These databases are of use to all literature scholars. You can start your research by searching for your author or work in one of these databases. These databases are freely accessible on-campus to all Salem State students, faculty and staff. To access these databases from off-campus, you will need your SSC email address and email password.
Each database has a different layout, but there tools common to all databases. You might have to hunt around to find them, but these tools will help you narrow your search and locate your results.
Limits: these are ways to narrow your results by type, date, or by subject. Genearlly located on the results page.
Full text: If the article is avaialable in full-text online, there willl be a link to it. Articles are available in either plain-text html or as PDFs.
Article Linker: If the article isn't available in full-text in a particular database, you can use the Article Linker button to check other databases for the article.
Citations: Most databases have tools that will prepare MLA style citations of articles. These are generally located on the citation page.

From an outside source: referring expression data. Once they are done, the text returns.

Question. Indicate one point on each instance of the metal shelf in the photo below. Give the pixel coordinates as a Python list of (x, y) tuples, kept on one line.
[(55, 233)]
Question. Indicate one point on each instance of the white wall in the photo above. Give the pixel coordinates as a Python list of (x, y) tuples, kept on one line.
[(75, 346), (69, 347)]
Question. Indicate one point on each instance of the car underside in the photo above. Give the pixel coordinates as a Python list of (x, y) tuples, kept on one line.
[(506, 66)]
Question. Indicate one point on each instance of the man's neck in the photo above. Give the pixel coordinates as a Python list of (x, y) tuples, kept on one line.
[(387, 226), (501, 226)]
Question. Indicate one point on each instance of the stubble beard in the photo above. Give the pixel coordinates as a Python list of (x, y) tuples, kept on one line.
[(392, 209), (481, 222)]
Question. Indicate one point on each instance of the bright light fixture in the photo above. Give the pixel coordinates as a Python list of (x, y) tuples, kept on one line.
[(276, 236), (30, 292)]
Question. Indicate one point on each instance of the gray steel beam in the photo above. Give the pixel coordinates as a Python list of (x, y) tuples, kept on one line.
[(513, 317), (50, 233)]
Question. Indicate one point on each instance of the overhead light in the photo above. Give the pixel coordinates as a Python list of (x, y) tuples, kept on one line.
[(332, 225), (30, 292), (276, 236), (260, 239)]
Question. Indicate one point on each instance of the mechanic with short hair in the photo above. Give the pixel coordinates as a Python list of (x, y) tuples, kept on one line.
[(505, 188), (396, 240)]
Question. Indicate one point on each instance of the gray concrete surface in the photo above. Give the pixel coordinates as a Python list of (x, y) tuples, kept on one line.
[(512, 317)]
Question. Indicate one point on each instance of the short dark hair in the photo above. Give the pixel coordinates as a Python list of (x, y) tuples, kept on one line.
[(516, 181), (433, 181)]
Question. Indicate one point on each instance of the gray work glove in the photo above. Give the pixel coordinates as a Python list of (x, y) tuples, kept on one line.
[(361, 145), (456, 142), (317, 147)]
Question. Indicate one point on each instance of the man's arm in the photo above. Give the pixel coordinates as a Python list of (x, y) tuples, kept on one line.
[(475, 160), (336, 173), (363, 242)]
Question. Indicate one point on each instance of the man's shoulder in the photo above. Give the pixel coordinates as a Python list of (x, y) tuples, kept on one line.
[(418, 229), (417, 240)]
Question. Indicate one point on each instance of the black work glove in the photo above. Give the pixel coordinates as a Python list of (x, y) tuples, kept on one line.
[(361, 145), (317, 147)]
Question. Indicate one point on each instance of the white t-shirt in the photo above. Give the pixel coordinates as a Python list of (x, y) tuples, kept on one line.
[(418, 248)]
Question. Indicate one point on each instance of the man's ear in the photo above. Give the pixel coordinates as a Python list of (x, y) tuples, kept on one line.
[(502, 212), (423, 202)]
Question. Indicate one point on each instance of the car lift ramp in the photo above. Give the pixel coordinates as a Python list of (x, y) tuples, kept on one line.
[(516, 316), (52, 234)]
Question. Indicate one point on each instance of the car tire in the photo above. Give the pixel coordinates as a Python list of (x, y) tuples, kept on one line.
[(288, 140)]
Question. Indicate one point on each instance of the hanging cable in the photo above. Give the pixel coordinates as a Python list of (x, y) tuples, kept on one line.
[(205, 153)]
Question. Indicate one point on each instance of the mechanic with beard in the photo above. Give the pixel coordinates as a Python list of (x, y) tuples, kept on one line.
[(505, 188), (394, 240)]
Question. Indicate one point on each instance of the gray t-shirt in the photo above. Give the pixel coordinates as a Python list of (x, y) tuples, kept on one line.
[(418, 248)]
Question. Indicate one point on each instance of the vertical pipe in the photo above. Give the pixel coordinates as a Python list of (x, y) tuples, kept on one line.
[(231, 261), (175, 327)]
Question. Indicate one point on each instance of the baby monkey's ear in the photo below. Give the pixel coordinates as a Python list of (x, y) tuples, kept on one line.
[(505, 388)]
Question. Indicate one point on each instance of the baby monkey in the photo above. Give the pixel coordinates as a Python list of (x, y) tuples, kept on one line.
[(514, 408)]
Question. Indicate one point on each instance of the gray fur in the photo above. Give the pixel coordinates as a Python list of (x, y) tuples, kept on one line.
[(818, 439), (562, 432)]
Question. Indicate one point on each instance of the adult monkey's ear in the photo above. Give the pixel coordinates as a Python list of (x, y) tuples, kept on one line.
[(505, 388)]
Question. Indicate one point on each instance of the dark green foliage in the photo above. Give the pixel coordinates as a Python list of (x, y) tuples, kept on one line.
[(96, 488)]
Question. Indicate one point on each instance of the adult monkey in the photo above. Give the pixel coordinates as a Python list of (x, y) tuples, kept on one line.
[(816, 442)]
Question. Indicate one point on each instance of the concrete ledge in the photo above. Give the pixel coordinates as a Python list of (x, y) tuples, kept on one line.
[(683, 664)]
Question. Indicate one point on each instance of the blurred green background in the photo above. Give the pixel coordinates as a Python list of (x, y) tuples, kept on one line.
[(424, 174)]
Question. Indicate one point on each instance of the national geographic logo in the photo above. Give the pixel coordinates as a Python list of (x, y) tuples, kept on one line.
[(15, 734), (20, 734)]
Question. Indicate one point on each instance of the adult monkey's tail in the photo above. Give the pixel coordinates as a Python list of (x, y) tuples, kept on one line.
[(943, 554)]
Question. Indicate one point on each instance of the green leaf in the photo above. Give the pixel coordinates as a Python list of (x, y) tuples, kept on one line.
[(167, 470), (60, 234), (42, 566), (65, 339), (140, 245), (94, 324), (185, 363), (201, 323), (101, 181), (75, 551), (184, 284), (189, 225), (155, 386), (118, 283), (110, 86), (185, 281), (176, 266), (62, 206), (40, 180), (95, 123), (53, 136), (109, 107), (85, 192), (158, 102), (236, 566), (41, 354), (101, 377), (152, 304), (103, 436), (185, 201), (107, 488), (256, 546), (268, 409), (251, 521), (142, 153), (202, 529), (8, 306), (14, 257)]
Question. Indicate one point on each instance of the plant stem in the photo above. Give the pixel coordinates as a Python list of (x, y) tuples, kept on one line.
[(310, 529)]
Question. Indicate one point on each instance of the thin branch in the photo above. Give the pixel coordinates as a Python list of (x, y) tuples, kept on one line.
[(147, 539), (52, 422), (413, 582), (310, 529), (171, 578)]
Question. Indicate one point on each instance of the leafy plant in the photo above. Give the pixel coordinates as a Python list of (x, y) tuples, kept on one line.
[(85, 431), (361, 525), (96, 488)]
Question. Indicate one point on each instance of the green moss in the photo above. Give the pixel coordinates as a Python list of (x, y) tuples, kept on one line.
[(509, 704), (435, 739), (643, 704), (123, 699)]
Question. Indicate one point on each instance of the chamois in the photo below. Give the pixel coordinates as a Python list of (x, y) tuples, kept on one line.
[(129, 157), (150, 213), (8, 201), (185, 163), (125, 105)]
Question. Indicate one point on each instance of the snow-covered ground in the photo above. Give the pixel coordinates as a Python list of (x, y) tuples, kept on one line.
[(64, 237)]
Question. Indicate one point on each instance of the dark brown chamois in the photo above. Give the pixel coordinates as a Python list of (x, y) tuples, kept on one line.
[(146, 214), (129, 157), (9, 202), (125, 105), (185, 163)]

JSTOR is a digitial archive of scholarly publications. It isn't a collection of citations, but rather a repository of full-text back issues of journals, in some cases going back to the 1800s. Because it is a repository, the current issues are not available through JSTOR. To access current issues, you can use the other databases listed on the left.
JSTOR can be overwhelming, but here are some tips for getting the most relevant results.
When you get to JSTOR, click on the "Advanced Search" link, located under the main search box.
The Advanced Search screen will allow you to focus your search to discipline-specific journals.
Here, you can enter your search terms and choose "Articles" from the Limit to: section.
Then, scroll down to Discipliine(s) and/or Journal(s) and choose "Languages & Literature
Now, you can hit the "Search" button to view your results. JSTOR's results are ordered by relevance; the article that has the greatest occurance of search terms is at the top of the list. You still need to browse the articles and choose ones that best fit your topic.
Say you have a citation you need to look up, or you only want to search within a specific journal. The library has an E-Journal Portal which you can use to browse journals or look up specific entries.
Type in the title of the periodical you want and press "Search"
You will be taken to a results page that will show you the various holdings the library has for that title. In the case of Shakespeare Quarterly, we have it in print and electronically.
Clicking on the database title will take you to that journal's page within the database, where you can browse by volume and issue.
Each database has Shakespeare Quarterly for different dates. If you want an article from 1980, you would look in JSTOR, but if you need an article from June 2008, you would look in Project MUSE.